IMGT/HighV-Quest After pairs of FASTA files for each sample were generated, the FASTA file for sequences with 2 or more copies mapping back to a single UMI (identified with the suffix "_atleast-2" in the file name) was uploaded to IMGT/HighV-Quest using the following run parameters: "Analysis title - "SampleN 2," Species - Mus musculus (house mouse), Receptor type or locus - IG, Upload sequences in FASTA format - "SampleN_atleast-2.fasta."" One analysis run was performed for each individual sample.

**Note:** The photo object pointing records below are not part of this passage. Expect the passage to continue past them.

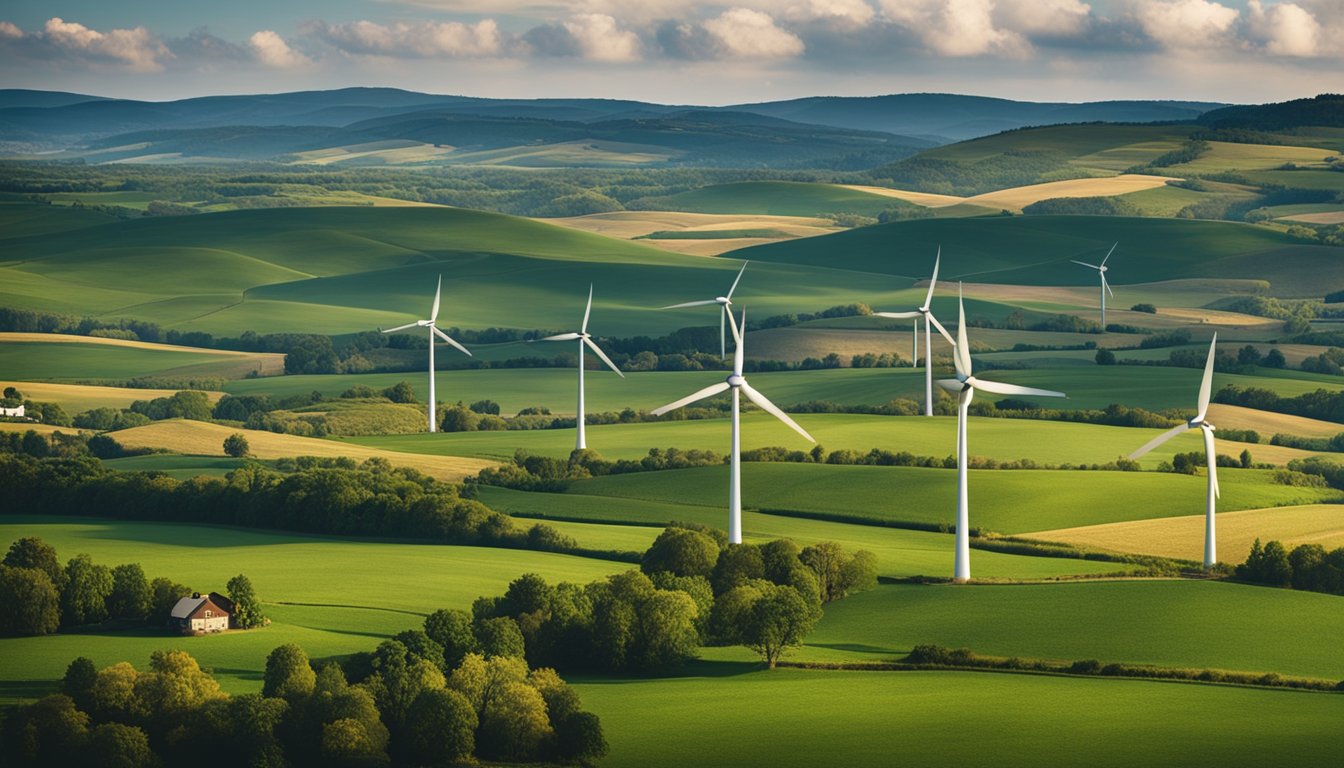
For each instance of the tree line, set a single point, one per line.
(39, 596)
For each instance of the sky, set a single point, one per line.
(694, 51)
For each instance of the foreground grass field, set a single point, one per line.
(1001, 501)
(1179, 623)
(332, 596)
(794, 718)
(1237, 530)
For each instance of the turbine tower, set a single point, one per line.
(723, 301)
(930, 322)
(1105, 287)
(585, 339)
(1200, 423)
(433, 331)
(738, 384)
(964, 386)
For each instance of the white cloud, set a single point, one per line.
(422, 39)
(956, 27)
(751, 34)
(135, 49)
(1285, 28)
(1043, 16)
(273, 51)
(601, 39)
(1187, 23)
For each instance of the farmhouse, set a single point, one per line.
(199, 613)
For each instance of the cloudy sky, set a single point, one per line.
(695, 51)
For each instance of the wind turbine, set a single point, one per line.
(1105, 287)
(930, 322)
(433, 331)
(964, 386)
(1210, 455)
(738, 384)
(585, 339)
(723, 301)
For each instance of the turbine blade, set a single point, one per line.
(933, 281)
(450, 340)
(941, 330)
(438, 292)
(1211, 456)
(999, 388)
(1159, 440)
(729, 295)
(1207, 385)
(690, 398)
(774, 410)
(586, 312)
(601, 354)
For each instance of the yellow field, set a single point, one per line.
(200, 439)
(77, 398)
(1016, 198)
(1268, 424)
(1184, 537)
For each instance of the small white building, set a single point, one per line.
(199, 613)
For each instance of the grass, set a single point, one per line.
(1183, 537)
(781, 198)
(202, 439)
(901, 553)
(797, 718)
(1003, 439)
(352, 593)
(1202, 624)
(1001, 501)
(51, 357)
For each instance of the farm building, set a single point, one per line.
(199, 613)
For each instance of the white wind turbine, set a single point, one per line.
(1105, 287)
(738, 384)
(433, 331)
(964, 386)
(930, 322)
(723, 301)
(1210, 455)
(585, 339)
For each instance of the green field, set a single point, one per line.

ChangeO Once the IMGT/HighV-Quest run was completed (this normally took 6 hours but could take at least 24 hours), the .txz file for each sample was downloaded from the analysis page. These were then uploaded to the linux server in a new folder for the sequencing run along with the original FASTA files submitted for the analysis. Work was again performed in the terminal shell and began with downloading up-to-date germlines from IMGT for reference during processing by entering "fetch_imgtdb.sh -o ~share/germlines/imgt." The Change-O package (v0.4.6, Immcantation) was utilized to generate a data table from both the IMGT and FASTA files for each sample using MakeDb.py with parameters "imgt --regions --scores." Functional sequences were selected for using ParseDb.py with parameters "select -f FUNCTIONAL -u T." Finally, the full germline sequences were added to the data table for comparison using CreateGermlines.py with parameters "-g full -r ~/share/germlines/imgt/mouse/vdj/*.fasta." While preparing this manuscript it was noted that ChangeO v1.1.0 defaults to create data tables formatted based on AIRR (Adaptive Immune Receptor Repertoire) guidelines and thus differ slightly in style but not content from the data tables referenced in this work.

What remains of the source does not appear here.